[SOW MS3] Workaround MIOPEN output tensor memory format issues #2 by micmelesse · Pull Request #1105 · ROCm/pytorch

micmelesse · 2022-09-16T18:50:12Z

Follow up to #1072.
This PR works around the issue by enforcing the output tensor to be contigous and match ouput format of the weight tensor.

python test_nn.py --verbose  TestNNDeviceTypeCUDA.test_conv_cudnn_ndhwc_cuda_float16
python test_nn.py --verbose  TestNNDeviceTypeCUDA.test_conv_cudnn_ndhwc_cuda_float32
python test_nn.py --verbose  TestNNDeviceTypeCUDA.test_convert_conv2d_weight_memory_format_cuda

micmelesse · 2022-09-21T12:35:09Z

@jithunnair-amd The 3 tests pass but a bunch of tests fail in pytorch-test-1. They don't seem related but I am not sure.

pytorch-test-distributed-1 and pytorch-test-2 are failing to some jenkins thing. pytorch-test-distributed-2 is a bunch of NCCL errors, unlikely to be related. pytorch-test-1 has a bunch of types of error. There is an attribute error related to tuples which I don't think are related but not sure

jithunnair-amd · 2022-09-22T04:51:36Z

Confirmed that the 3 unit tests enabled in this PR pass in CI: http://rocmhead.amd.com:8080/job/pytorch/job/pytorch-test-1/346/consoleText

Sep 20 18:36:52   test_convert_conv2d_weight_memory_format_cuda (__main__.TestNNDeviceTypeCUDA) ... ok (0.388s)
Sep 20 18:36:46   test_conv_cudnn_ndhwc_cuda_float16 (__main__.TestNNDeviceTypeCUDA) ... ok (0.280s)
Sep 20 18:36:46   test_conv_cudnn_ndhwc_cuda_float32 (__main__.TestNNDeviceTypeCUDA) ... ok (0.031s)

This CI failure in the same log seems related though:

Sep 20 18:26:01 Running test_nn ... [2022-09-20 18:26:01.424466]
...
Sep 20 18:32:37   test_conv_cudnn_memory_layout_dominance (__main__.TestNN) ... unexpected success (0.187s)
...
Sep 20 18:47:17 FAILED (skipped=315, expected failures=3, unexpected successes=1)

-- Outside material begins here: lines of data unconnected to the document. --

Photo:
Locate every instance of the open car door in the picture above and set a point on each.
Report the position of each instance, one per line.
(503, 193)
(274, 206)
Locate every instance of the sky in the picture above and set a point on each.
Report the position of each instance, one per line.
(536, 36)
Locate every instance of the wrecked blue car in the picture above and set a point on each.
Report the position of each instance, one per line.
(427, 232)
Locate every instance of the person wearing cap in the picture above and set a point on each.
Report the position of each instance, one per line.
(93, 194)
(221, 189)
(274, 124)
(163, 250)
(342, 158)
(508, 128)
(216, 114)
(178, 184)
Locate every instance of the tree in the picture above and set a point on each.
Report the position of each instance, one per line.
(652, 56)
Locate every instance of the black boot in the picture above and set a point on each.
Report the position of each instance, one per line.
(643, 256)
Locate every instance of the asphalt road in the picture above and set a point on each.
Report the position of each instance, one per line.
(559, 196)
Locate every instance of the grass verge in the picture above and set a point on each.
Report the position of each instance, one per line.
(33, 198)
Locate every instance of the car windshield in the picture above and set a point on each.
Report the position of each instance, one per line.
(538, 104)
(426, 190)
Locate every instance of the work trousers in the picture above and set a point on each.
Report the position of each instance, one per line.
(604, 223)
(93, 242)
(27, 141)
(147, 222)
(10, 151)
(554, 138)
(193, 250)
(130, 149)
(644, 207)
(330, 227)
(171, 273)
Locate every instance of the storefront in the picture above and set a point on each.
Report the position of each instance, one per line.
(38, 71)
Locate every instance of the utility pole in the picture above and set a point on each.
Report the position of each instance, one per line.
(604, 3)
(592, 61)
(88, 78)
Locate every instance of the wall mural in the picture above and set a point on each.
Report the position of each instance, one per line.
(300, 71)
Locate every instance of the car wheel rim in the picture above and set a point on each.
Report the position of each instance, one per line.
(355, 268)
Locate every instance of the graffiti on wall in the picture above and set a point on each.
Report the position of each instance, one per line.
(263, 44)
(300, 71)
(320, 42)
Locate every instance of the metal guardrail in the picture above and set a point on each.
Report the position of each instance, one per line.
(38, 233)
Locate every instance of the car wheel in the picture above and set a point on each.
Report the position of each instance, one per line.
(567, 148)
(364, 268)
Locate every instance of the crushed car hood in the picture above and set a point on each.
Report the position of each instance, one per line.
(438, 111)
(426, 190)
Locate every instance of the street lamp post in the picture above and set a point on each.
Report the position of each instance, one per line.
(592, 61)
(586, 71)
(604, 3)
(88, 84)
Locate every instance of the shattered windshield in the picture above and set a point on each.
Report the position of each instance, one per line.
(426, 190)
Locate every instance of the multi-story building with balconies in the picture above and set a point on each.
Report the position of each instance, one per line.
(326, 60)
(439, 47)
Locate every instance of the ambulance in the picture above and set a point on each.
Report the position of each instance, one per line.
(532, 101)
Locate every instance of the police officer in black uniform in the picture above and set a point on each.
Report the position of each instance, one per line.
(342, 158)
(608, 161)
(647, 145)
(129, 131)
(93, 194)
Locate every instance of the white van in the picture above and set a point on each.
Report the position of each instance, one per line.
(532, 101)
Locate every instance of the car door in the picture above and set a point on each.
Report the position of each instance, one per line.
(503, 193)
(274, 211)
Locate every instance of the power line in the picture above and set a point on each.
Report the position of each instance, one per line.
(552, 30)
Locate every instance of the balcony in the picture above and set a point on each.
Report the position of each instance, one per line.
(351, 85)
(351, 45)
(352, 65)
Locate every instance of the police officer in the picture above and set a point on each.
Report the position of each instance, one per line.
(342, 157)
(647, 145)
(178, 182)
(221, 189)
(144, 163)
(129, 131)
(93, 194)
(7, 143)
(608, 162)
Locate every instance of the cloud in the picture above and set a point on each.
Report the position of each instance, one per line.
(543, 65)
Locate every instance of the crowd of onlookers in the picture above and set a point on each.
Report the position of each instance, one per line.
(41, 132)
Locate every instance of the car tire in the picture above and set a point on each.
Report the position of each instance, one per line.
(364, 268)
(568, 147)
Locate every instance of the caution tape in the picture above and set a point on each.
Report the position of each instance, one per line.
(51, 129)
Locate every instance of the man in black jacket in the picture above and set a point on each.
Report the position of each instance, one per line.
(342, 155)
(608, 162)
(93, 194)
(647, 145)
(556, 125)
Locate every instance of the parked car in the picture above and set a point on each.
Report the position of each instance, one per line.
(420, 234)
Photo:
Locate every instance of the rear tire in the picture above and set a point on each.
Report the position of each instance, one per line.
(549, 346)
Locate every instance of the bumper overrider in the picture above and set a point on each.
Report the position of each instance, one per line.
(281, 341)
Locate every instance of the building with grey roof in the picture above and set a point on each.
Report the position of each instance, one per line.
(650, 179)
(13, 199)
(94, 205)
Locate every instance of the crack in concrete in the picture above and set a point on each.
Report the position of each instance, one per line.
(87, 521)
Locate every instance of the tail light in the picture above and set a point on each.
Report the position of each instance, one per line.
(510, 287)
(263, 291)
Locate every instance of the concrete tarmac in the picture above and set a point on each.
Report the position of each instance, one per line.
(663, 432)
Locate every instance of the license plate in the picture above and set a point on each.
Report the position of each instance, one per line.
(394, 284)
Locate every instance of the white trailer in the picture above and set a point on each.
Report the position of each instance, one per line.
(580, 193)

micmelesse · 2022-09-22T15:33:53Z

Is an unexpected success a bad thing?

micmelesse · 2022-09-23T19:38:57Z

@jithunnair-amd I am looking at the unexpected success. There is a comment that explains why they expect a failure. For some reason, CUDNN doesnot have the desired behavior of following the weight tensor memory layout. The reason it is passing for use is because we are adding the workaround. I am not sure how to proceed. If remove the @unittest.expectedFailure then it will fail in CUDA and cannot be upstreamed. We just have the desired behavior. Can we ignore it?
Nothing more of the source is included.